Two interesting trends come out of this year‘s FCC enforcement activity. The first is that the nation’s “pirate radio capital” seems to have shifted, enforcement-wise, from southern Florida to the New York metropolitan area, with a lively satellite scene in New Jersey. Secondly, a significant number of today’s microbroadcasters are operating to serve ethnically identifiable audiences, audiences so far off mainstream radio’s radar screen as to be effectively invisible. Some of these stations operate as commercial ventures. Several have been fined, and most (if not all) have been able to plead their cases down to nominal amounts.

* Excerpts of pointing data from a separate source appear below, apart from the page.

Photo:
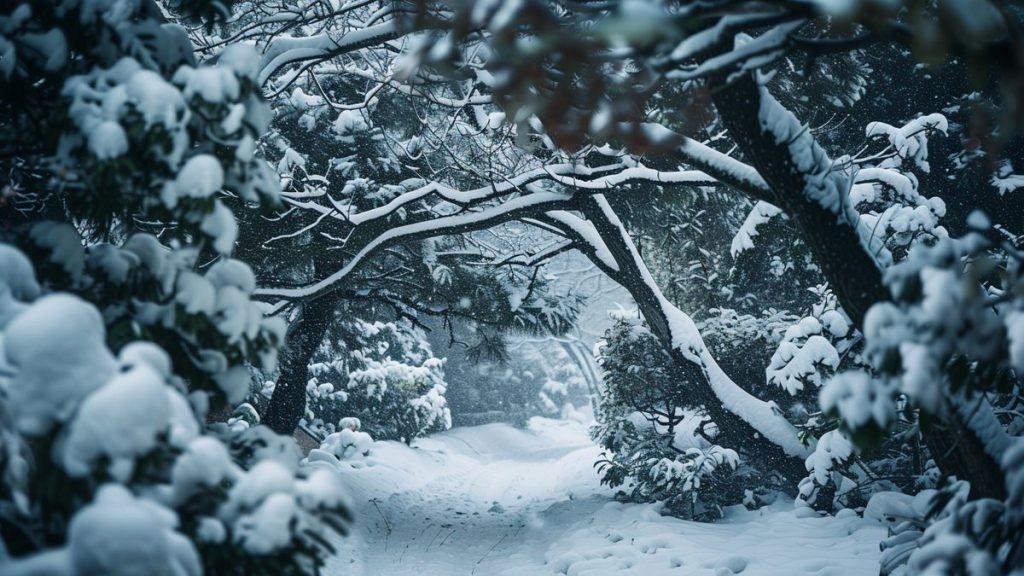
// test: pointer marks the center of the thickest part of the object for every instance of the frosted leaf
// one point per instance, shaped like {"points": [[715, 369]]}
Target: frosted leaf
{"points": [[228, 272], [859, 400], [760, 214], [57, 351], [119, 535], [833, 450], [108, 140], [205, 464], [121, 420], [220, 225], [201, 176], [268, 528]]}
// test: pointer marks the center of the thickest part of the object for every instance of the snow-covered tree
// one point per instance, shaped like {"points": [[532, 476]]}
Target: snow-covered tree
{"points": [[126, 325]]}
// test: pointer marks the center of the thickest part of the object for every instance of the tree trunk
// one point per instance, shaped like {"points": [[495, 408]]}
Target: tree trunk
{"points": [[851, 271], [288, 404], [734, 430]]}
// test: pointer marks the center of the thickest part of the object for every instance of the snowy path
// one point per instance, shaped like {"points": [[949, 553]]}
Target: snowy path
{"points": [[495, 500]]}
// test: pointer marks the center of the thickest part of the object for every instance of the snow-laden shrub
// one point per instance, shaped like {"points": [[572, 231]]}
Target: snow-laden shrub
{"points": [[654, 445], [205, 320], [107, 464], [116, 347], [946, 343], [385, 375]]}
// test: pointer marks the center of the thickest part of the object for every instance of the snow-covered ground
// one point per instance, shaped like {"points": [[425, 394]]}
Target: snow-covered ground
{"points": [[496, 500]]}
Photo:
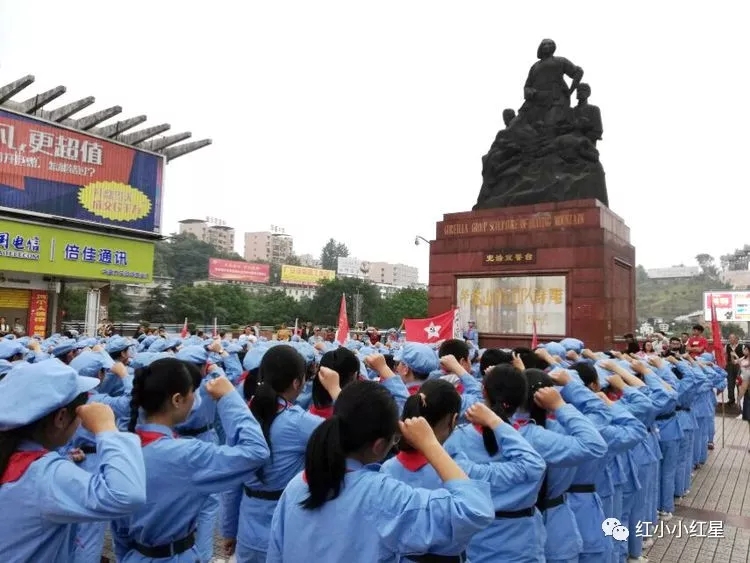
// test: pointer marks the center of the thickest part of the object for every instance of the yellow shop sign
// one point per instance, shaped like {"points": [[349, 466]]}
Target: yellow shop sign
{"points": [[37, 249]]}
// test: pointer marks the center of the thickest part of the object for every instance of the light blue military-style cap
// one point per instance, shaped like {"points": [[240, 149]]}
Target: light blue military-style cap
{"points": [[193, 354], [419, 357], [30, 392], [89, 364], [252, 359], [9, 348]]}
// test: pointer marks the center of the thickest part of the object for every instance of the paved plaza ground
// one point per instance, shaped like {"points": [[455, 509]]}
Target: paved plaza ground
{"points": [[719, 494]]}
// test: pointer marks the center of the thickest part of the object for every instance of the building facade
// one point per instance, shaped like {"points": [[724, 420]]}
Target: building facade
{"points": [[269, 246], [397, 275], [219, 236]]}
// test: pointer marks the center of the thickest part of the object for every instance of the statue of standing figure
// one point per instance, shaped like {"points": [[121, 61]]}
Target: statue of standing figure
{"points": [[546, 94], [588, 117], [546, 153]]}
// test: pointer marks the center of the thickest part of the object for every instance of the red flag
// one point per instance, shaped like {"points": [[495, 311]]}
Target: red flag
{"points": [[342, 331], [430, 330], [716, 337]]}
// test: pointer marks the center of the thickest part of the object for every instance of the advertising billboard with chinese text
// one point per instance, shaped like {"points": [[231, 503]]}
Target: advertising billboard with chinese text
{"points": [[46, 168], [299, 275], [234, 270], [37, 249], [730, 305], [511, 305]]}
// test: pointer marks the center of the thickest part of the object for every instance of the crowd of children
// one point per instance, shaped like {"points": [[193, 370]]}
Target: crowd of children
{"points": [[357, 453]]}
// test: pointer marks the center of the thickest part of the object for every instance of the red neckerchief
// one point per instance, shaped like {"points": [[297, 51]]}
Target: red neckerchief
{"points": [[613, 395], [18, 464], [148, 437], [412, 461], [323, 412], [520, 423]]}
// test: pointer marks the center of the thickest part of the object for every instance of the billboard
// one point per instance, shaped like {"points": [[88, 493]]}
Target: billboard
{"points": [[46, 168], [234, 270], [37, 249], [512, 305], [299, 275], [730, 305]]}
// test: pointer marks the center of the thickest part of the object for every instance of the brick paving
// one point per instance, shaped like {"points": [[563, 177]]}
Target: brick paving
{"points": [[719, 493]]}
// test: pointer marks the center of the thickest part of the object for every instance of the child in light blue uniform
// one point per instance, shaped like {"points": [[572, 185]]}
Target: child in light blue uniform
{"points": [[89, 540], [181, 473], [440, 404], [563, 436], [40, 406], [342, 483], [593, 489]]}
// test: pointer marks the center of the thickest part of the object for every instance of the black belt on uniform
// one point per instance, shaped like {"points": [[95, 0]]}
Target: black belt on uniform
{"points": [[428, 558], [582, 489], [552, 502], [193, 432], [525, 513], [168, 550], [264, 495]]}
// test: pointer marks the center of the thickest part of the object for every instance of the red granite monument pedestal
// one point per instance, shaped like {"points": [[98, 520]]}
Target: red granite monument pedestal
{"points": [[567, 267]]}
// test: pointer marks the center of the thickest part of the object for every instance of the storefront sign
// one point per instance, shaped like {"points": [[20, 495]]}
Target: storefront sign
{"points": [[26, 247], [512, 305], [14, 298], [511, 257], [37, 325]]}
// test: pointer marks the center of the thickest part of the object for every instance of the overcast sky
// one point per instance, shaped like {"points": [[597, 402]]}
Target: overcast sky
{"points": [[366, 121]]}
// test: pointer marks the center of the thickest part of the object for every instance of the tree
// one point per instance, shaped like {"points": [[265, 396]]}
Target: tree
{"points": [[732, 328], [330, 254], [119, 307], [405, 304], [154, 308], [324, 307]]}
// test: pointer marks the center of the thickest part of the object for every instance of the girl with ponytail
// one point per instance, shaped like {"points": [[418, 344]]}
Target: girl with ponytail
{"points": [[592, 496], [182, 472], [345, 363], [567, 440], [517, 533], [342, 486], [44, 495], [439, 403]]}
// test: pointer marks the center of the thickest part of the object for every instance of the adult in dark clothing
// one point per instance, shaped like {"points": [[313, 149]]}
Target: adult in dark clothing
{"points": [[733, 370]]}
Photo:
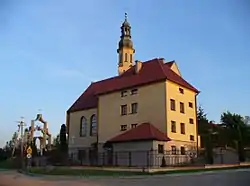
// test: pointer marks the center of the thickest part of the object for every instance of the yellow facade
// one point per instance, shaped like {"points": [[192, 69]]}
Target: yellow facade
{"points": [[150, 99], [153, 105], [186, 97]]}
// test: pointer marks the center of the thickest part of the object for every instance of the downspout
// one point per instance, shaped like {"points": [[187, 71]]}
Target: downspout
{"points": [[196, 112]]}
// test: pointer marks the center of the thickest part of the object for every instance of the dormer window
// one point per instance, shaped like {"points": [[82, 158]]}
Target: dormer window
{"points": [[124, 93], [181, 90], [134, 91]]}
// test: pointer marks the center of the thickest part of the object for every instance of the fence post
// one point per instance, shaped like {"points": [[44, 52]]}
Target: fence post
{"points": [[148, 157], [103, 158], [129, 156], [116, 157]]}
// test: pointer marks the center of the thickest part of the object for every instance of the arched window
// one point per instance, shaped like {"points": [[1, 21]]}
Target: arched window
{"points": [[83, 127], [93, 125], [126, 57]]}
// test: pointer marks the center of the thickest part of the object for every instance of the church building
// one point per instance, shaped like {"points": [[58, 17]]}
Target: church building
{"points": [[146, 106]]}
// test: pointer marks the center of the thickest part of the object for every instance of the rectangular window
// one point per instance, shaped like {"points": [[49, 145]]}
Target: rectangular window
{"points": [[123, 127], [172, 104], [81, 155], [183, 128], [134, 107], [181, 90], [173, 149], [134, 91], [124, 93], [133, 125], [160, 149], [191, 138], [190, 104], [173, 126], [182, 110], [123, 110], [183, 151]]}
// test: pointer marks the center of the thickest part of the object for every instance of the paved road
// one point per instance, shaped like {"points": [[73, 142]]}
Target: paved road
{"points": [[225, 178]]}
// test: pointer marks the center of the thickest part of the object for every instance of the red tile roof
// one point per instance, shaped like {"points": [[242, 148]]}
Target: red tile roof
{"points": [[152, 71], [144, 131]]}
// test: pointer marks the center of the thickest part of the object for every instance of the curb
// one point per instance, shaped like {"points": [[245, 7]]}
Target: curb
{"points": [[175, 173]]}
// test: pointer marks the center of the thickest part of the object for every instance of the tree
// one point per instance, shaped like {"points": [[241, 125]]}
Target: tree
{"points": [[237, 132]]}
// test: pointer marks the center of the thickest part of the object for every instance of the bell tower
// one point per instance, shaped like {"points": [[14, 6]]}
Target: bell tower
{"points": [[125, 48]]}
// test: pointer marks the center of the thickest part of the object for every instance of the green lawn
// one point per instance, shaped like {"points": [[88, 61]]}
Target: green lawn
{"points": [[89, 172]]}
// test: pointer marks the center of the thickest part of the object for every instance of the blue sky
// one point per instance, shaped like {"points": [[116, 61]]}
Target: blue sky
{"points": [[51, 50]]}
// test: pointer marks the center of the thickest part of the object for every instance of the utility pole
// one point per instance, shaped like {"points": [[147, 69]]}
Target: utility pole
{"points": [[21, 125]]}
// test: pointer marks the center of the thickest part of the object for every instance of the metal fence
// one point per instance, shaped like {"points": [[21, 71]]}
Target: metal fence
{"points": [[134, 158]]}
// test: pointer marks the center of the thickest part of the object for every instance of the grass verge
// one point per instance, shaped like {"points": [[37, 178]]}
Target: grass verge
{"points": [[108, 173]]}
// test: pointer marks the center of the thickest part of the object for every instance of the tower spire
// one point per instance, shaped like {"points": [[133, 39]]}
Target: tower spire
{"points": [[126, 16], [125, 47]]}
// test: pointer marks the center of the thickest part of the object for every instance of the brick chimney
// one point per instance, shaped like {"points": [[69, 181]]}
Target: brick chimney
{"points": [[138, 66]]}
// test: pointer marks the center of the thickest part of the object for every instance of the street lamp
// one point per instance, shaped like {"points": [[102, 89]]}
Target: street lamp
{"points": [[21, 125]]}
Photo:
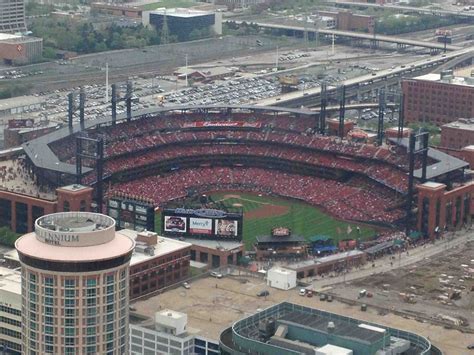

You can bet, in these cases, as one person “gets dinged” the gear simply moves along to a new home.
In sum, as always, it pays to be cautious and well-informed, but by and large the radio cops are still paper tigers; opportunity is still tied to risk, and that’s ultimately a call the microbroadcaster must make. The fact that there are so many of them out there, however, speaks for itself – keep in mind we only document the ones who get caught.